Pharmaceutical Chemistry Department, Faculty of Pharmacy, Deraya University, New Minia, Egypt.
Pharmaceutical Chemistry Department, Faculty of Pharmacy, Deraya University, New Minia, Egypt.
Spectrochim Acta A Mol Biomol Spectrosc. 2021 Dec 5;262:120066. doi: 10.1016/j.saa.2021.120066. Epub 2021 Jun 10.
In this think about, assurance of lopinavir and ritonavir down to organic concentration level has been carried out. The assurance is based on expanding the selectivity of the spectrofluorimetric procedure by combining both subordinate and synchronous spectrofluorimetric approaches, which allow effective estimation of lopinavir at 248.8 nm and ritonavir at 300.1 nm within the nearness of each other at Δλ of 60 nm. Worldwide Conference on Harmonization approval rules were taken after to completely approve the strategy, and linearity was gotten for the two drugs over the extend of 0.4-2.4 µg mL for Lopinavir and 0.1-0.6 µg mL for ritonavir. Application of of the strategy was successfully carried out within the commercial tablets with great understanding with the comparison strategies. As the detection limits were down to 0.133 and 0.022 µg mL and quantitation limits were 0.395 and 0.068 µg mL for lopinavir and ritonavir, individually; the in vivo assurance of lopinavir and ritonavir in spiked plasma tests was pertinent. The rate recuperations in natural tests were 99.10 ± 0.77 and 99.54 ± 0.60 for lopinavir and ritonavir, individually. Water was utilized as the ideal weakening dissolvable within the proposed strategy which includes an eco-friendly justify.
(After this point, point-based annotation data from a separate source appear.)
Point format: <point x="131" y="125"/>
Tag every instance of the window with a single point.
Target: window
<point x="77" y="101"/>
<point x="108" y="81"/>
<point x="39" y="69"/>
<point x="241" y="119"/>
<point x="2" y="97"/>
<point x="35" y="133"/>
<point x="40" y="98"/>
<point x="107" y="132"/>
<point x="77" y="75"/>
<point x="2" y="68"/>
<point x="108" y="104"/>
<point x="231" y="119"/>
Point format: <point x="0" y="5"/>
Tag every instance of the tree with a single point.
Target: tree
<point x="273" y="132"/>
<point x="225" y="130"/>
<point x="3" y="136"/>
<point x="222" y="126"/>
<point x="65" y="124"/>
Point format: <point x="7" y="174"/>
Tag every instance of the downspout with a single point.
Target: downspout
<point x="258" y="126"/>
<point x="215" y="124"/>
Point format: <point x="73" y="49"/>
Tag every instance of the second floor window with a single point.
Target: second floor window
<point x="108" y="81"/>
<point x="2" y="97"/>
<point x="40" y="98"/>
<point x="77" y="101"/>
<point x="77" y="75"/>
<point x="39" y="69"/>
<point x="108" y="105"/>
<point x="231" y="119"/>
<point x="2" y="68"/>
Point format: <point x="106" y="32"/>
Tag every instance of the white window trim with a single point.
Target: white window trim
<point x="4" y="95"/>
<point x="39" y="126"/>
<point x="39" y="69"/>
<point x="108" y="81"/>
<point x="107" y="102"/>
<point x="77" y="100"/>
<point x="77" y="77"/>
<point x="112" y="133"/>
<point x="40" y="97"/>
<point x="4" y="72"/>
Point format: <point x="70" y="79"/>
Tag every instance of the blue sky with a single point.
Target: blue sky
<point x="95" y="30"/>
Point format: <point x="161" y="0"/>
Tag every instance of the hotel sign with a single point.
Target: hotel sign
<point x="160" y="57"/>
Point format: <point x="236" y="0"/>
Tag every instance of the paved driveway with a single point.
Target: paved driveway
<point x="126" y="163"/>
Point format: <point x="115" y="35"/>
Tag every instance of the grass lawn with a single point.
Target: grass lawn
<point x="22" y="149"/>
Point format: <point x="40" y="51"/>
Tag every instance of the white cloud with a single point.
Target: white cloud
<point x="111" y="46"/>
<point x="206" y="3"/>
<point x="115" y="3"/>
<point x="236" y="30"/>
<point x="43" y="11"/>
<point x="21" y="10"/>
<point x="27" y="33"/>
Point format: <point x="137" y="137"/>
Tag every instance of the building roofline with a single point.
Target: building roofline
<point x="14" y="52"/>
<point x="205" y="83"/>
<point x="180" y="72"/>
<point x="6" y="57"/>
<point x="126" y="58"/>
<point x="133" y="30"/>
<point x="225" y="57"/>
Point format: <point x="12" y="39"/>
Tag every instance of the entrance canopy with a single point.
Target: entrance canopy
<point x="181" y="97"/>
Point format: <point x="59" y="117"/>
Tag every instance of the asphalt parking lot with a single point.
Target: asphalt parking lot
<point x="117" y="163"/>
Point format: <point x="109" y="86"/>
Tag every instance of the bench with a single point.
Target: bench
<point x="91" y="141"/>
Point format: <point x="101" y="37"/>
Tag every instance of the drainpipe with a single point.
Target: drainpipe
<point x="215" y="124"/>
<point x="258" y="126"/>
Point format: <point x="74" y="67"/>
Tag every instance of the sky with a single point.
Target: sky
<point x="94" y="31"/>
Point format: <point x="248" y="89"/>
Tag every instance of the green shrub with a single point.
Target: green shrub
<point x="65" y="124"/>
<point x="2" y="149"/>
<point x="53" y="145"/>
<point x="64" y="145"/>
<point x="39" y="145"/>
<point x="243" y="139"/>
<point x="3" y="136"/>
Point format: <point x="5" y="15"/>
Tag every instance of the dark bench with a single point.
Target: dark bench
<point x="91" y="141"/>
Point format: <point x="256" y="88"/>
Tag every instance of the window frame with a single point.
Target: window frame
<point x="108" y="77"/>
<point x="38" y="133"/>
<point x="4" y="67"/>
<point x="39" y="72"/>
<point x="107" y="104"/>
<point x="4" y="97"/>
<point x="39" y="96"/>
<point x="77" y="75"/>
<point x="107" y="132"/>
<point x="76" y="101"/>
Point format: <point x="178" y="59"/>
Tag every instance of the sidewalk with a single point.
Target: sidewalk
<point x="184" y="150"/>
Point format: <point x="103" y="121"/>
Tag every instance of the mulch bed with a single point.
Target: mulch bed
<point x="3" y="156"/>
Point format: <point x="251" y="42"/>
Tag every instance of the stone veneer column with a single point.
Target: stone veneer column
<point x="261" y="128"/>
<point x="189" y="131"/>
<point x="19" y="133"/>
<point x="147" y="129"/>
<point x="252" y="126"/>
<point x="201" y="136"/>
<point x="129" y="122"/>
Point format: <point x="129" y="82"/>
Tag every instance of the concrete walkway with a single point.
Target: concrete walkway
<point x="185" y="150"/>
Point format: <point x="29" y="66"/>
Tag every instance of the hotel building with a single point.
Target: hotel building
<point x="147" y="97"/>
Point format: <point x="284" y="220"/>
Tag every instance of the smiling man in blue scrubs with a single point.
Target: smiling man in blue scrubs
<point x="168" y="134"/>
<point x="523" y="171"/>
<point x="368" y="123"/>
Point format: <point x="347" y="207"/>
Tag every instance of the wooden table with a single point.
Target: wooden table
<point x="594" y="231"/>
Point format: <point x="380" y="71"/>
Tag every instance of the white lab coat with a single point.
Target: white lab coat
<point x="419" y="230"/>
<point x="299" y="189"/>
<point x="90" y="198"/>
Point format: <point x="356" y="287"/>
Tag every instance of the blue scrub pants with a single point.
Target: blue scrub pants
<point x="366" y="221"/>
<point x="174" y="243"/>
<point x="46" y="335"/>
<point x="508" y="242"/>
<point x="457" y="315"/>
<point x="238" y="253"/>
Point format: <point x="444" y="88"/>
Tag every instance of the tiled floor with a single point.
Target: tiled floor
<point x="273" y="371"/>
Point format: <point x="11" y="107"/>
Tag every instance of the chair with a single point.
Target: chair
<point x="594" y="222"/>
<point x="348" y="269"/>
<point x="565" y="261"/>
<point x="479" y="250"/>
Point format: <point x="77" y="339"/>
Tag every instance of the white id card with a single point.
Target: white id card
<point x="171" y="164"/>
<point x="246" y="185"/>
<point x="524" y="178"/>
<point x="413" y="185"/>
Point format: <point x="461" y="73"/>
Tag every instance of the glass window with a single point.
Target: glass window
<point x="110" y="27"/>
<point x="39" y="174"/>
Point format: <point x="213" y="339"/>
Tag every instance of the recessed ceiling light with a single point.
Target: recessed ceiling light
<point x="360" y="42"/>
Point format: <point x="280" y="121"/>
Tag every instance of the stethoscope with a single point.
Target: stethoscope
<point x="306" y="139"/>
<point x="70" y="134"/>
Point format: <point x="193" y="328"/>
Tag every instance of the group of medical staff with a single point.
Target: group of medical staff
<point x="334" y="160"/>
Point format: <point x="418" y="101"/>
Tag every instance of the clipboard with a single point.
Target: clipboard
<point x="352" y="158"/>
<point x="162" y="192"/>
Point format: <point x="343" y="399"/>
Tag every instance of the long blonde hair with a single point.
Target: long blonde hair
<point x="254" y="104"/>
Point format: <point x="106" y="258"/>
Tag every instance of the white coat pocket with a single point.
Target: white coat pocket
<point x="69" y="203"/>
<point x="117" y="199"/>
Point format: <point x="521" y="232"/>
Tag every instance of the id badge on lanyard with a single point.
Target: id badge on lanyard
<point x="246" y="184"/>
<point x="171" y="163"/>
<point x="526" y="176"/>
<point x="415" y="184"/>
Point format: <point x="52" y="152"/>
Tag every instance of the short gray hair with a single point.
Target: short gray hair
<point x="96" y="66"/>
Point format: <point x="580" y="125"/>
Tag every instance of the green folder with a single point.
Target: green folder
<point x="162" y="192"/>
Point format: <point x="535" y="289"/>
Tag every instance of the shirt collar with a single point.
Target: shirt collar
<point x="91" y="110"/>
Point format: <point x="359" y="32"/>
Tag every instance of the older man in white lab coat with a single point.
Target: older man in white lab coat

在本次研究中,对洛匹那韦和利托那韦的浓度水平进行了保证。该保证基于通过结合从属和同步荧光分光光度法来扩展荧光分光光度法的选择性,这使得可以在 60nm 的 Δλ 附近有效地估计洛匹那韦在 248.8nm 和利托那韦在 300.1nm 的浓度。随后,采用了世界卫生组织协调会议批准规则来完全批准该策略,并且在 0.4-2.4μg/mL 范围内获得了两种药物的线性,对于洛匹那韦和利托那韦分别为 0.1-0.6μg/mL。该策略的应用在商业片剂中成功实施,并与比较策略进行了很好的比较。由于检测限分别降至 0.133 和 0.022μg/mL,定量限分别降至 0.395 和 0.068μg/mL,因此在血浆测试中对洛匹那韦和利托那韦进行了体内保证。在天然测试中,回收率分别为 99.10±0.77 和 99.54±0.60。水被用作该建议策略中的理想稀释溶剂,该策略具有环保的理由。